Holding up a t-shirt proclaiming, "HIV Positive Kids Need Treatment", Archbishop Emeritus of Cape Town, Desmond Tutu highlighted the need to address the challenges faced in relation to HIV positive children in his speech to the 61st World Health Assembly on Tuesday.

"Children are dying of easily preventable diseases", he stated.

Almost 800 children die of Aids-related illnesses every day. According to the latest figures from UNAIDS, approximately 2.1 million children under 15 are living with HIV, nearly 90 per cent of them in sub-Saharan Africa.

The lack of accurate diagnostic tests for infants, affordable child-friendly medicines, and the capacity of health systems to test and treat children, has meant that nearly a third of HIV-positive infants die by their first birthday, and half of all children born with HIV die before they are two years old, warned the Ecumenical Advocacy Alliance.

In low and middle income countries, only 30 per cent of adults in need of HIV treatment are receiving it.
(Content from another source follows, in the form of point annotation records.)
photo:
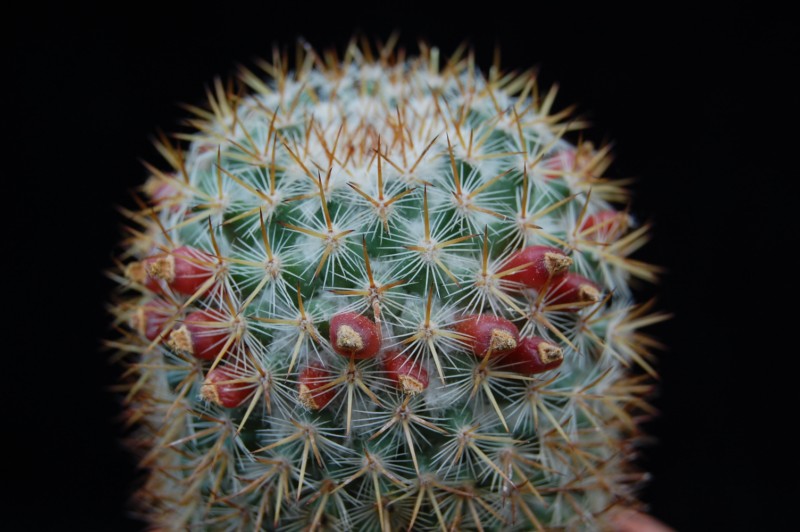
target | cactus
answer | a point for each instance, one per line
(383, 293)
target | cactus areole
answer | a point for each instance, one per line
(383, 292)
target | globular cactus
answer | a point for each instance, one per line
(383, 293)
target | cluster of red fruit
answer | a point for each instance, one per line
(205, 334)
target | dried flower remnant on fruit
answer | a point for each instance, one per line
(488, 334)
(539, 265)
(355, 335)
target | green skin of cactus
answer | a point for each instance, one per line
(383, 149)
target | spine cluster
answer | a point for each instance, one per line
(383, 293)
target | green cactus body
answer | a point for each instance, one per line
(402, 195)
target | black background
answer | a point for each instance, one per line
(702, 112)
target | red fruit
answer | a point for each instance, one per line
(149, 319)
(203, 334)
(356, 335)
(312, 378)
(405, 373)
(603, 226)
(225, 388)
(543, 263)
(185, 269)
(488, 332)
(574, 288)
(534, 355)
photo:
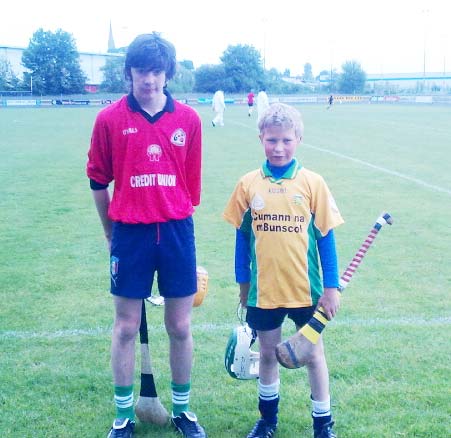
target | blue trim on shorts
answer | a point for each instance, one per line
(270, 319)
(138, 251)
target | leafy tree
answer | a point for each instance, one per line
(352, 79)
(113, 75)
(209, 78)
(8, 80)
(187, 64)
(183, 81)
(331, 77)
(243, 66)
(53, 61)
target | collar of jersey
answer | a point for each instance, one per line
(290, 173)
(134, 106)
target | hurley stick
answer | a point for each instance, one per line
(148, 407)
(293, 352)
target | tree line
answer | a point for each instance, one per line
(53, 68)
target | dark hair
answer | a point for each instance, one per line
(152, 52)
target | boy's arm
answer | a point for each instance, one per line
(330, 300)
(242, 264)
(102, 201)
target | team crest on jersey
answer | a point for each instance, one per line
(257, 202)
(297, 199)
(154, 152)
(114, 268)
(333, 204)
(178, 137)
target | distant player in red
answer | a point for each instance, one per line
(250, 103)
(150, 146)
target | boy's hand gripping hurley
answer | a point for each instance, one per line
(293, 352)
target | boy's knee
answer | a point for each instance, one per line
(179, 330)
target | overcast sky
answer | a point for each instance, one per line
(384, 36)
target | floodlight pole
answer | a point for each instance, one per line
(424, 12)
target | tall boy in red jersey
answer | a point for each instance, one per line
(150, 146)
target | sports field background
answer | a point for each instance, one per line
(388, 349)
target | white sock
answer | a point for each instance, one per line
(321, 408)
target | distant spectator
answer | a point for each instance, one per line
(250, 103)
(218, 106)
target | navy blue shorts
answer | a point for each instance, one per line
(270, 319)
(140, 250)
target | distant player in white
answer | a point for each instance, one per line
(262, 103)
(218, 106)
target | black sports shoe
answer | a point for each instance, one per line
(325, 431)
(122, 428)
(263, 429)
(186, 424)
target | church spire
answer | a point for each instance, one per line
(111, 46)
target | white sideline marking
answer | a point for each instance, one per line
(226, 327)
(381, 169)
(372, 166)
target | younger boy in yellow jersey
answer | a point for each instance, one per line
(284, 215)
Yet the figures for children are even worse. Worldwide only 15 per cent of children in need of treatment are receiving it.

This current situation is actually a huge improvement on the past. Increased advocacy on the issue and dramatic reductions in the price of pediatric antiretroviral drugs has significantly increased the numbers of children receiving treatment in the past two years - 70 per cent in one year alone.

However, UNAIDS executive director Peter Piot, addressing a symposium on children and HIV and AIDS at the Harvard Medical School in September 2007, says effective responses have been hampered because "the impact of AIDS on children remains under-researched and poorly understood".

The t-shirt is part of an emphasis of the Ecumenical Advocacy Alliance's "Keep the Promise" campaign.